A conjectural view of Williamsburg's original Market House. (Erik Goldstein, 2014)

Market House Reconstruction

Rebuilding an 18th-century Gathering Place

For Williamsburg’s 18th-century residents, the Market House was a familiar gathering place. It drew both those in search of provisions (such as produce, meat, eggs, butter, fish, and firewood) and those hoping to hear the latest gossip.

In 2015, after decades of research, Colonial Williamsburg’s Historic Trades carpenters and brick masons completed reconstruction of this iconic structure just east of the Magazine.

The Original Market House

Though markets were often held outdoors in the 18th century, Williamsburg built a covered market in 1757. A short announcement appeared in The Virginia Gazette on April 22, 1757:

The Gentlemen appointed by the Common Hall of the city … will meet on Tuesday next at the House of Mr.
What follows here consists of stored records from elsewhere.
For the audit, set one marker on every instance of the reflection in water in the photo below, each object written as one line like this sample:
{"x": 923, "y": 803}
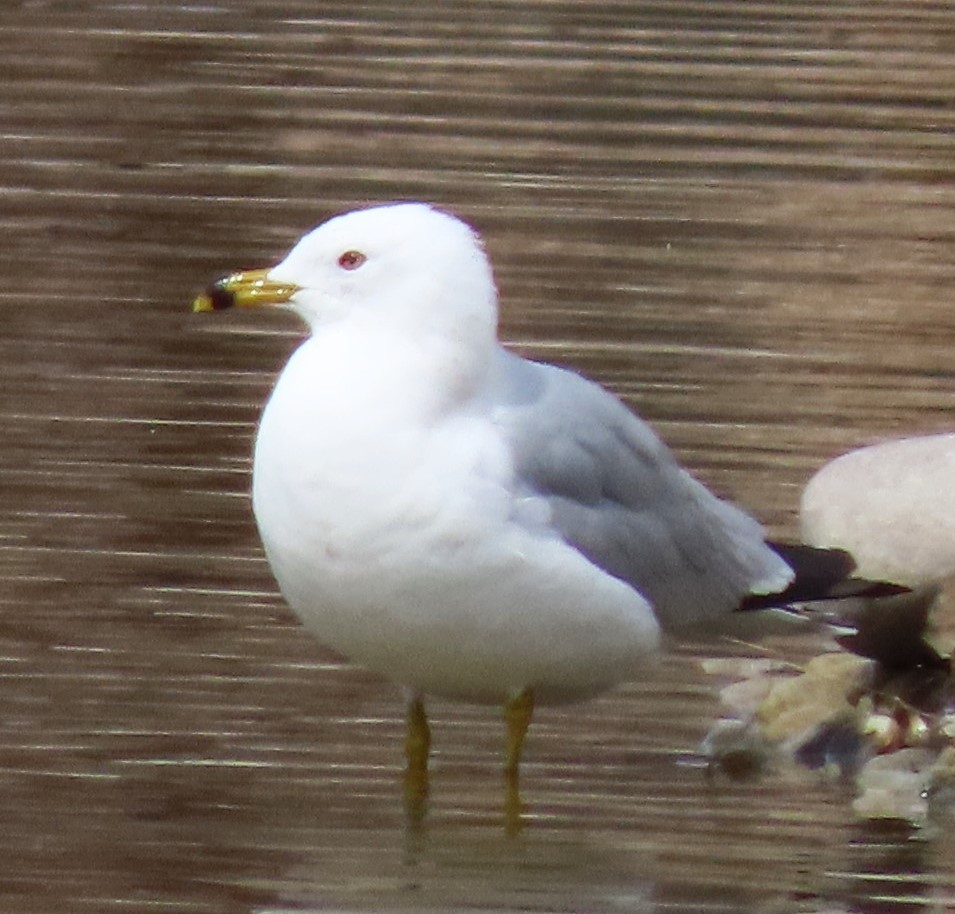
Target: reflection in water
{"x": 740, "y": 218}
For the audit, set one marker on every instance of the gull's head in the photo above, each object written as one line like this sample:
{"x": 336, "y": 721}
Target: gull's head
{"x": 406, "y": 266}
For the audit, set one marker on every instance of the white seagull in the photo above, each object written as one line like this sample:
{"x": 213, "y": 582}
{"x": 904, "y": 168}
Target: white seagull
{"x": 463, "y": 521}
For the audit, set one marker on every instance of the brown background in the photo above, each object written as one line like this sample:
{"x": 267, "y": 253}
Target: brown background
{"x": 740, "y": 216}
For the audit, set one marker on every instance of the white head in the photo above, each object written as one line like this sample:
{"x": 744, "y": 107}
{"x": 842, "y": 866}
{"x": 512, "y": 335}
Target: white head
{"x": 406, "y": 266}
Henry Wetherburn, at Six o’Clock, in the Evening, in order to agree with a Carpenter for building a Market-House in the said City.
Computer render of the Market House.
3D model of the Market House.

Although no further details were published in the Gazette, the Market House was certainly built. In 1764 a tax was levied to pay for the rebuilding of the Market House, along with the Courthouse and Prison, when "those [buildings] now in use shall happen to fall to decay."

Simeon DeWitt's 1781 survey labels the "Markethouse" on the south side of Duke of Gloucester Street, across from the Courthouse. The Frenchman’s Map (1782)—to which Colonial Williamsburg’s researchers regularly turn—depicts a cluster of three (unlabeled) buildings in this same area.
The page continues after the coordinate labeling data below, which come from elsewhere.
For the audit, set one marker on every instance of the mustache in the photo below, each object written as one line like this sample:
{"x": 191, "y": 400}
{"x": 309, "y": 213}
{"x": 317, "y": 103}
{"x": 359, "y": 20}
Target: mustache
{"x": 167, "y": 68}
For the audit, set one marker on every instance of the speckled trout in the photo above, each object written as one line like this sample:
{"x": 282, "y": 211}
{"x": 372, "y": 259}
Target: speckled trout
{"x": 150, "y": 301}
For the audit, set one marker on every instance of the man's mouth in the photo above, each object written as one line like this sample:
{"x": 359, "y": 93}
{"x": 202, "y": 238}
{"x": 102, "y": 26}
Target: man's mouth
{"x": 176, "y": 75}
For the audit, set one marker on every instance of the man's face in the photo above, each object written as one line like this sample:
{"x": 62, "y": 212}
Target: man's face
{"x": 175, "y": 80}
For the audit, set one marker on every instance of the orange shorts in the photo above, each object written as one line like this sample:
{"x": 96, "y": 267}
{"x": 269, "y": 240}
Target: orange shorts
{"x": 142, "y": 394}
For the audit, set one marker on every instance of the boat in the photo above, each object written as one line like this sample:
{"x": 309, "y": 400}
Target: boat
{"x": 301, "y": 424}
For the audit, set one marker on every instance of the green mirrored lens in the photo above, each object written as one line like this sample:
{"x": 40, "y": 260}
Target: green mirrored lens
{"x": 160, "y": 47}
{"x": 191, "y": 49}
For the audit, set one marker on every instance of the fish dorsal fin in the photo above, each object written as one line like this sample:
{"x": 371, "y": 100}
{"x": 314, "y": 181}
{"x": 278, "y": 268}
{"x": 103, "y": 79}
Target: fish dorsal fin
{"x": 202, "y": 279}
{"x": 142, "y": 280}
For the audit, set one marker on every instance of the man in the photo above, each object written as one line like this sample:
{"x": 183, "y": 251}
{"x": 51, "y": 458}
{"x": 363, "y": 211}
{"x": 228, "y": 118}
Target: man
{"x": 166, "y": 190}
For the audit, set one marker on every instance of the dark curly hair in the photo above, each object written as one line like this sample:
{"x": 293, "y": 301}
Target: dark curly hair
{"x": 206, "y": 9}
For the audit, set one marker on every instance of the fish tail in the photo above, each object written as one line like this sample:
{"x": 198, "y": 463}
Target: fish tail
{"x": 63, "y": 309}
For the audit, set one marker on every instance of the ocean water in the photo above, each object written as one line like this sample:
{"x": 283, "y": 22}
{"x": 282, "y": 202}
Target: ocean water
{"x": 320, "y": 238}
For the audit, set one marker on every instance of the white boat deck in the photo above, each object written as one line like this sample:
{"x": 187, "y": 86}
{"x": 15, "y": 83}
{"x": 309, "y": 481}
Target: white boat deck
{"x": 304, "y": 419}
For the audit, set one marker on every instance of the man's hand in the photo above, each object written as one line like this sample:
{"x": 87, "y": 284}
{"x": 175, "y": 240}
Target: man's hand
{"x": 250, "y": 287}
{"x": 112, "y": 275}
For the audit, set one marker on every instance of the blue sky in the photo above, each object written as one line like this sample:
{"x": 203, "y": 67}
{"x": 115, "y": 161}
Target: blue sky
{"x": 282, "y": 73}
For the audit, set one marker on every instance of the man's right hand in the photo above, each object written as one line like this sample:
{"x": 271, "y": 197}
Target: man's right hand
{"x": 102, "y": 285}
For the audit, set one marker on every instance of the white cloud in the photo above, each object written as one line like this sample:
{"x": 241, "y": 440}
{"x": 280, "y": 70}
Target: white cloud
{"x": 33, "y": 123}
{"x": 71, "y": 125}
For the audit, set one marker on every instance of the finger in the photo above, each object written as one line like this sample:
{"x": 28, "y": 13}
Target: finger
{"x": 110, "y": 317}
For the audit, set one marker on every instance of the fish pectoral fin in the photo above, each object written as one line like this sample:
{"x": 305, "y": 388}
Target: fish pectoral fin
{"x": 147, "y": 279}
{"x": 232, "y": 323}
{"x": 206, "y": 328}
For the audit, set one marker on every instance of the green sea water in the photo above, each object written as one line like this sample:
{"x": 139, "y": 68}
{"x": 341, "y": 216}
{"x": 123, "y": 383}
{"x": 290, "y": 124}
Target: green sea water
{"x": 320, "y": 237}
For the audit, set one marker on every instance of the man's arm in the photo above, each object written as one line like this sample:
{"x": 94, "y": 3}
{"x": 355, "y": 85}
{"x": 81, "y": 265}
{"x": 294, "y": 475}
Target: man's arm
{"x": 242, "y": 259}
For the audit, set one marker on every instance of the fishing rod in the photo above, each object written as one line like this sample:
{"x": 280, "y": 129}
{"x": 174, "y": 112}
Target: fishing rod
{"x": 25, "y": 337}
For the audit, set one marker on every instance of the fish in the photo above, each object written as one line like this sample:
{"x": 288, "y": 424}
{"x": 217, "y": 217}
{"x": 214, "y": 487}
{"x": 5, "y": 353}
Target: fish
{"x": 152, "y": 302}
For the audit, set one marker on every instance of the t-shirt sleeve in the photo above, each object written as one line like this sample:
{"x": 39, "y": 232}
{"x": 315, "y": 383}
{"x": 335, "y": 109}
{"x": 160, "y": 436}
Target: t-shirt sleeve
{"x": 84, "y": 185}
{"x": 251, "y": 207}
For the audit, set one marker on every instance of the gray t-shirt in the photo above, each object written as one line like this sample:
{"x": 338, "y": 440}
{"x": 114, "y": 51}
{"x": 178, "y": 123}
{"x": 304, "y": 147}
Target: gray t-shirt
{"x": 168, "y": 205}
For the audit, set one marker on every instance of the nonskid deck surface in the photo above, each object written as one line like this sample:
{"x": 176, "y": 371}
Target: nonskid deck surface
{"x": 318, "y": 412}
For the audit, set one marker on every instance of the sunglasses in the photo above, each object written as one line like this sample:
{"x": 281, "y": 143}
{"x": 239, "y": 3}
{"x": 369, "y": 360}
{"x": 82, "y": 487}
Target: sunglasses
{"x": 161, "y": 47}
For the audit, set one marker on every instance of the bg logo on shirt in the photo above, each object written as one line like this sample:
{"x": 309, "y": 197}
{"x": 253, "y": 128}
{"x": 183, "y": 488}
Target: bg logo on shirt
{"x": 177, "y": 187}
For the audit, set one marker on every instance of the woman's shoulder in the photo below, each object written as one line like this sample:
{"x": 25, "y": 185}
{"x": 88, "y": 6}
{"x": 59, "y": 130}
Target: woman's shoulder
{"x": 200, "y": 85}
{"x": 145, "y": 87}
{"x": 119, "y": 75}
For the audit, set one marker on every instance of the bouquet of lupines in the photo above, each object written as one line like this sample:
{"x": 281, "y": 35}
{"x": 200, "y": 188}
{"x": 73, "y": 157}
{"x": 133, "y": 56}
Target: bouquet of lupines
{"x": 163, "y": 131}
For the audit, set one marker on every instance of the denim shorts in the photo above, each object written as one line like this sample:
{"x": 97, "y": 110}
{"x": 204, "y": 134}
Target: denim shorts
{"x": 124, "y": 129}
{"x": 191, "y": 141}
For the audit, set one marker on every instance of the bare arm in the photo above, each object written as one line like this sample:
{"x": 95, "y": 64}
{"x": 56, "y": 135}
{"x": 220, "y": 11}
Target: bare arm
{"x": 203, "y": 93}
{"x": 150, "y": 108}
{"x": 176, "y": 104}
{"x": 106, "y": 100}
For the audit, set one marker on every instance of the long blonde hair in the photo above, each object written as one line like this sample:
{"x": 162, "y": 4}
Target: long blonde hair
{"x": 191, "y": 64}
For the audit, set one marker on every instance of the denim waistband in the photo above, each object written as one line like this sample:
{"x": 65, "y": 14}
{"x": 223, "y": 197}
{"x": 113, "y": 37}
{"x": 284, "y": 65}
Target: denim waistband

Black-and-white photo of the old Baptist church.
A 19th-century Baptist church was built over the 18th-century Market House. (Courtesy: Dayton History Center)

Archaeological Evidence

In 1856 Williamsburg’s Baptist congregation built a large, Greek-Revival style church on top of the Market House site. While this construction (and later demolition) destroyed the Market House footprint, a 2013 archaeological excavation pinpointed its location in front of the Guardhouse, and yielded evidence of a brick-paved market place in front of the building. This paving would have provided dry and level footing for Market House vendors and their customers.

Archaeologists work on a dig, while visitors watch.
Archaeologists work around the remains of the Baptist Church in a 2013 excavation.

Architectural Design

Because few details survive, Colonial Williamsburg’s architectural historians drew heavily on standing 18th-century market houses—and those that were well documented—for the reconstruction. Measuring 40′ by 20′, the reconstructed building is an amalgam of similar structures found in 18th-century Britain and her American colonies. Features include a raised market floor, a paved area around the main structure, square posts supporting deep eaves, and a central bell turret. These forms appeared in specifications for the Norfolk (1736) and Annapolis (1752) market houses.
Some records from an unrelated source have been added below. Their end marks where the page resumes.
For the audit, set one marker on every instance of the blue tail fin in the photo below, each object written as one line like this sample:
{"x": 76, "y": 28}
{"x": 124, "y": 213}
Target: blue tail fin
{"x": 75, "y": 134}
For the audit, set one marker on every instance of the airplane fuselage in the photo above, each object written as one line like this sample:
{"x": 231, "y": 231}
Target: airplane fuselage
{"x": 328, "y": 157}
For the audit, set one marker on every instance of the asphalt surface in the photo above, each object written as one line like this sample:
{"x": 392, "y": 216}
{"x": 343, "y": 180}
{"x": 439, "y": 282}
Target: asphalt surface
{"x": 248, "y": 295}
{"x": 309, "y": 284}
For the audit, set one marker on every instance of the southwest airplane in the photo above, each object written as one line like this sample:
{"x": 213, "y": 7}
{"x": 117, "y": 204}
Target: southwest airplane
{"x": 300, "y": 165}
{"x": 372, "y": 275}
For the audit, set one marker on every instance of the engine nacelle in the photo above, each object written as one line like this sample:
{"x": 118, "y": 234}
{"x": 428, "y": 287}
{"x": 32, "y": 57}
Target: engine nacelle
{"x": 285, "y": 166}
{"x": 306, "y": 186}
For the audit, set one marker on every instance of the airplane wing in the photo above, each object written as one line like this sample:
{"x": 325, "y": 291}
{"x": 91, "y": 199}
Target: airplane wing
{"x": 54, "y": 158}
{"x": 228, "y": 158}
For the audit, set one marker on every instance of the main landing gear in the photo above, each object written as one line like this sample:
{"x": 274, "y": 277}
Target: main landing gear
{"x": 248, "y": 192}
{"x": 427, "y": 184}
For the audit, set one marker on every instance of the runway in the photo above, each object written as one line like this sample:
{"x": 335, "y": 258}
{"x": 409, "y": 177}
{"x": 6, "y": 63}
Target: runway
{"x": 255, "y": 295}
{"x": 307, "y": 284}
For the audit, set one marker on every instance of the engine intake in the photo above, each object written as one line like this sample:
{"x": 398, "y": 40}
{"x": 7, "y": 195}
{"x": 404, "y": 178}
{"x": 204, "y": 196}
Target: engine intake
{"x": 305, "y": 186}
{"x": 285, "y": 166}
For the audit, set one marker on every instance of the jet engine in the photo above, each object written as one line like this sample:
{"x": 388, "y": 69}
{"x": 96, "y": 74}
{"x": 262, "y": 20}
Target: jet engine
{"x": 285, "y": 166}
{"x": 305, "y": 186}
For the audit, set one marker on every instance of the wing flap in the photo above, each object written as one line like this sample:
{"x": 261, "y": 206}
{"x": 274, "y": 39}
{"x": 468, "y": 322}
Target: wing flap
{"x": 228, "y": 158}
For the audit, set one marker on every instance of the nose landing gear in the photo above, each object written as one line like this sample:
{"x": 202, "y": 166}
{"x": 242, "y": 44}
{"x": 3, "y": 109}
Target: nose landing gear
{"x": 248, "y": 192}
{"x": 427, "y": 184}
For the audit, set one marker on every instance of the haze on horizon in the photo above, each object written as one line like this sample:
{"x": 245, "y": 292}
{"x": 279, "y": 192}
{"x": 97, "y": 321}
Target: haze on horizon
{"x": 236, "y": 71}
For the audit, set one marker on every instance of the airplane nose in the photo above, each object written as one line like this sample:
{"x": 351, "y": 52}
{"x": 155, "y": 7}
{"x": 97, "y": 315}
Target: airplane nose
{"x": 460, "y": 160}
The design also reflects the appropriate time and place. The use of local materials and construction methods for the roof carpentry, weatherboards in the gables, and brick paving pattern place the building within the local context, tying it to building practices and forms found in Williamsburg and the surrounding region.

The Reconstruction

In 2013 Colonial Williamsburg's brickmakers began molding and firing the nearly 52,000 bricks that were necessary for construction of the Market House. In multiple locations across town, carpenters and joiners transformed cypress, white oak, and short- and longleaf pine into framing members, shingles, and moveable stalls. Blacksmiths hammered out hooks, hinges, and latches. In late summer, 2014, masons began laying foundations and the surrounding brick paving. The Market House reconstruction wrapped up in the fall of 2015 and is now open to the public.